Half of consumers think the information they provide is difficult to understand, while two in five say the opposite (49%). And when Britons are asked how often banks have given them the detail they need to make informed financial decisions, half (48%) say they have rarely or never done so – with just a third saying they have always or often done so (33%).

By 47% to 37%, consumers think banks do a poor job of communicating risk

Consumer Duty includes an expectation that firms will “take proactive and reactive steps to avoid causing harm to customers through their conduct, products, or services where it is in their control to do so.”

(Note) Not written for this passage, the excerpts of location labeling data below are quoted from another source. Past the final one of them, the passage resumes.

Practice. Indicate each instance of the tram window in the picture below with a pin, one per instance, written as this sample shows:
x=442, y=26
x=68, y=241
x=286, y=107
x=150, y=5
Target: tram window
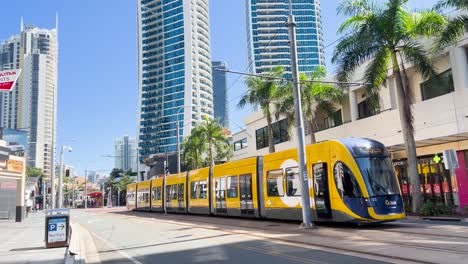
x=193, y=190
x=232, y=186
x=275, y=183
x=293, y=182
x=346, y=182
x=181, y=191
x=203, y=190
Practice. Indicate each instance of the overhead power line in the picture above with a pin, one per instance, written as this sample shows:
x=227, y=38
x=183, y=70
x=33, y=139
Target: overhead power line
x=290, y=79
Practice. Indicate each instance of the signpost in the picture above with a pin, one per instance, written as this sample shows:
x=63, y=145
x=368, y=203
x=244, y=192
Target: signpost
x=8, y=79
x=57, y=229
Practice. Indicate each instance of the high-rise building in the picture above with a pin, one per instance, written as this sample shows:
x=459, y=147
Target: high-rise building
x=221, y=107
x=10, y=59
x=125, y=154
x=268, y=39
x=32, y=104
x=175, y=82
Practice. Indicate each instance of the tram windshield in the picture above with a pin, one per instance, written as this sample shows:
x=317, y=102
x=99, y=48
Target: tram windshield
x=379, y=175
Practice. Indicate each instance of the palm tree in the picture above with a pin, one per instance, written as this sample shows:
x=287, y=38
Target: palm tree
x=381, y=35
x=456, y=26
x=193, y=149
x=316, y=96
x=206, y=144
x=262, y=92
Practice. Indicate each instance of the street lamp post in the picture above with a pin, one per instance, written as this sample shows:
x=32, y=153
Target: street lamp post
x=178, y=137
x=304, y=178
x=60, y=187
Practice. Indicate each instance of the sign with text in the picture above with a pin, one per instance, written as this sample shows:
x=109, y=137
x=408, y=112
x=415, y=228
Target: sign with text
x=8, y=79
x=57, y=230
x=15, y=166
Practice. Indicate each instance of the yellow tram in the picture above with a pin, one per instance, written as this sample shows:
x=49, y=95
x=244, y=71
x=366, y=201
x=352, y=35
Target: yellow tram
x=350, y=180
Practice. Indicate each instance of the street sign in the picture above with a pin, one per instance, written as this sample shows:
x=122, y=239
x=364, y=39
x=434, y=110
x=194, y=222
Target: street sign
x=57, y=228
x=8, y=79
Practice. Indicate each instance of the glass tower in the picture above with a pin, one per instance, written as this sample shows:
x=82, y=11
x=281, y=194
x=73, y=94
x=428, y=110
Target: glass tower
x=221, y=105
x=175, y=78
x=268, y=39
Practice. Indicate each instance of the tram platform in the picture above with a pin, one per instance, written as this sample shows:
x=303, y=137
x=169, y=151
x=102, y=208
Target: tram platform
x=23, y=242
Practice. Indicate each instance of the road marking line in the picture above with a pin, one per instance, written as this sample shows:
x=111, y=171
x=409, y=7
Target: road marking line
x=115, y=248
x=275, y=254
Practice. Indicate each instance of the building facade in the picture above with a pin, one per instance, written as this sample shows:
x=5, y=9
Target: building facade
x=10, y=59
x=221, y=104
x=125, y=154
x=32, y=104
x=268, y=39
x=175, y=78
x=440, y=110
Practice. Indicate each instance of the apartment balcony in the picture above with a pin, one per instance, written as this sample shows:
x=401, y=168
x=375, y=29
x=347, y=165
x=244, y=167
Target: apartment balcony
x=439, y=120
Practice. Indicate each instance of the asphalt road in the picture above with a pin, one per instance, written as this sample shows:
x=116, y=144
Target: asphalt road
x=124, y=239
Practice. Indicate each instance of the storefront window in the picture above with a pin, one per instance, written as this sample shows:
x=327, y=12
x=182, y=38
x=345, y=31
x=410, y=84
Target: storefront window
x=435, y=181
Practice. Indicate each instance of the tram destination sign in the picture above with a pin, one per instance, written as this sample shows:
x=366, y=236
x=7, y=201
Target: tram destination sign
x=8, y=79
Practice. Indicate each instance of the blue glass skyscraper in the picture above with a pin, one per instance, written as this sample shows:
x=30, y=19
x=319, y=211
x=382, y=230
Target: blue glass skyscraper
x=175, y=78
x=221, y=104
x=268, y=40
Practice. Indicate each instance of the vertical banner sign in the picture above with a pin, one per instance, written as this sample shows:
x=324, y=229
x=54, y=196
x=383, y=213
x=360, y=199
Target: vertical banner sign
x=57, y=228
x=8, y=79
x=445, y=187
x=404, y=189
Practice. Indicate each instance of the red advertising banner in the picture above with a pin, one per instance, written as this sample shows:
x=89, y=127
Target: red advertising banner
x=8, y=79
x=427, y=186
x=404, y=189
x=445, y=187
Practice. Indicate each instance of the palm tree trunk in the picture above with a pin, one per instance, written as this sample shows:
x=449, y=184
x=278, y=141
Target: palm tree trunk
x=271, y=142
x=313, y=140
x=408, y=136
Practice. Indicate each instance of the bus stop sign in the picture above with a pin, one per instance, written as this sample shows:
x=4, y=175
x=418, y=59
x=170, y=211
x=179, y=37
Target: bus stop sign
x=57, y=231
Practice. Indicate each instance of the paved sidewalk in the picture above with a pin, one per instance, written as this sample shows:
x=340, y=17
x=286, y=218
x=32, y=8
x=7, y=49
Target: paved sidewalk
x=24, y=242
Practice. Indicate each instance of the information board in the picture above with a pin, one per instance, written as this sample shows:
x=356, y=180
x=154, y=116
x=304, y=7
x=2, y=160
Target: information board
x=57, y=229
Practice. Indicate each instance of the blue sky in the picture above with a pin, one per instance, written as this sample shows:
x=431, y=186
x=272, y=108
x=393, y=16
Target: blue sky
x=98, y=66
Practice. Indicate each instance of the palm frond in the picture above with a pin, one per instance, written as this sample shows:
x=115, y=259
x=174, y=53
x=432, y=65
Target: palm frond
x=454, y=30
x=358, y=7
x=459, y=4
x=425, y=23
x=376, y=71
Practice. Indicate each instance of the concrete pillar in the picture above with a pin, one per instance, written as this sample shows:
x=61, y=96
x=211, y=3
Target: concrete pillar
x=20, y=206
x=353, y=106
x=459, y=64
x=392, y=91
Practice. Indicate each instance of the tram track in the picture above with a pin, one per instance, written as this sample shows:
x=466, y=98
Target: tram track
x=195, y=222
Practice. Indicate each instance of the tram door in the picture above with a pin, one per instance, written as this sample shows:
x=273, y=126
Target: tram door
x=220, y=188
x=181, y=203
x=321, y=192
x=245, y=182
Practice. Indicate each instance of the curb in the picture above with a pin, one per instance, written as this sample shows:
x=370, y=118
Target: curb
x=82, y=249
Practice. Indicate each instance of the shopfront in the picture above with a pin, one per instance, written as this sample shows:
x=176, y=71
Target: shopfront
x=437, y=184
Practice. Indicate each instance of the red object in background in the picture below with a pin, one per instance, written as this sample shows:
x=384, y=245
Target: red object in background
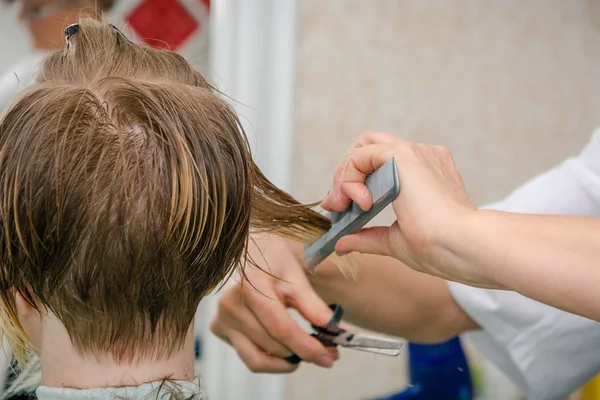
x=163, y=23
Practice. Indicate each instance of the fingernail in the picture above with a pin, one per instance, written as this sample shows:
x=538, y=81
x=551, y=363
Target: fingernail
x=325, y=361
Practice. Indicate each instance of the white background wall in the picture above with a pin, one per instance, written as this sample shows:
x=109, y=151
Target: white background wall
x=14, y=42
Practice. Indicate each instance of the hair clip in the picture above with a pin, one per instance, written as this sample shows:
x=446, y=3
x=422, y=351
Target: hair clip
x=118, y=30
x=70, y=31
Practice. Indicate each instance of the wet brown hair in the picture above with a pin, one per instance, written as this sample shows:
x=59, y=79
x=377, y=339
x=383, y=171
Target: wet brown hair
x=127, y=194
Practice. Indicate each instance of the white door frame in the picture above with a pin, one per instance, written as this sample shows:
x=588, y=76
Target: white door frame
x=252, y=60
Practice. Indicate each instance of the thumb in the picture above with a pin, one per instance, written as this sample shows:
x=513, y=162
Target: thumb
x=369, y=240
x=312, y=308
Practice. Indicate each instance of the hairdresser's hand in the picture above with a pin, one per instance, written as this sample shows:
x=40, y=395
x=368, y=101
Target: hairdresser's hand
x=253, y=316
x=431, y=209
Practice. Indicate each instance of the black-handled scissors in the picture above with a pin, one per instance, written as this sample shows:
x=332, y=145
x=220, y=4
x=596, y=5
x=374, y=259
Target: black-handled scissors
x=332, y=335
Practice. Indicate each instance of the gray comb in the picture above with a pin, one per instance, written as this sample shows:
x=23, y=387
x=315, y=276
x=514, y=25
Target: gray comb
x=384, y=187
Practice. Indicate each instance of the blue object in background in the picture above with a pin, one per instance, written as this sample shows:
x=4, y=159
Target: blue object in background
x=437, y=372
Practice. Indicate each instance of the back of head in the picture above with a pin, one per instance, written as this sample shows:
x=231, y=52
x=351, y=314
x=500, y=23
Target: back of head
x=127, y=194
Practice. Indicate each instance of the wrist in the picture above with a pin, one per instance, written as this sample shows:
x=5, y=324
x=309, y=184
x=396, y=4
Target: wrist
x=461, y=249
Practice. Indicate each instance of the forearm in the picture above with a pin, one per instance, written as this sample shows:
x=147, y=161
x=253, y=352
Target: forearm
x=552, y=259
x=386, y=296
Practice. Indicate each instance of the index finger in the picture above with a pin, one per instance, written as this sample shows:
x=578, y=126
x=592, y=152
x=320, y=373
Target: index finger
x=282, y=327
x=359, y=164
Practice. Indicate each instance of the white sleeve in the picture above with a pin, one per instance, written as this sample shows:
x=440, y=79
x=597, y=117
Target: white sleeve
x=548, y=353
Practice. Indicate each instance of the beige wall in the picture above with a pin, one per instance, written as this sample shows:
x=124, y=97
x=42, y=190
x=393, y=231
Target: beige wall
x=511, y=86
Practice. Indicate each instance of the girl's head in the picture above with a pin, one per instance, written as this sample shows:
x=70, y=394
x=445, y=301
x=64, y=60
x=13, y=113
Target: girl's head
x=127, y=194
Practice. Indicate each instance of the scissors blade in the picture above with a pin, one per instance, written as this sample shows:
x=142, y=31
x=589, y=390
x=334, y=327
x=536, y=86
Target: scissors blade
x=383, y=352
x=370, y=343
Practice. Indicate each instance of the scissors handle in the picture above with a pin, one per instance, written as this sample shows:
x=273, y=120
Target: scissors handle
x=325, y=335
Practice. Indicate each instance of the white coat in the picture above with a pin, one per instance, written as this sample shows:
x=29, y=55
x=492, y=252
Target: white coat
x=548, y=353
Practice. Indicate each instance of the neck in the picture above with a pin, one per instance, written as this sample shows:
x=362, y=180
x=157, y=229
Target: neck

But our data suggests that nearly half of consumers think banks are doing a bad job of communicating risk (47%), while just two in five say they are doing a good job (37%). Asked if banks are doing enough to prevent harm, two in five agree that they are (40%) – but again, nearly half say the opposite (47%).

Do banks offer good value for money?
Consumer Duty stipulates that the public should pay a price for products and services that represents “fair value”, with poor value products and services being removed from markets.

Overall, 36% think banks are currently providing good value for money, with 43% saying the value on offer across the sector is generally poor.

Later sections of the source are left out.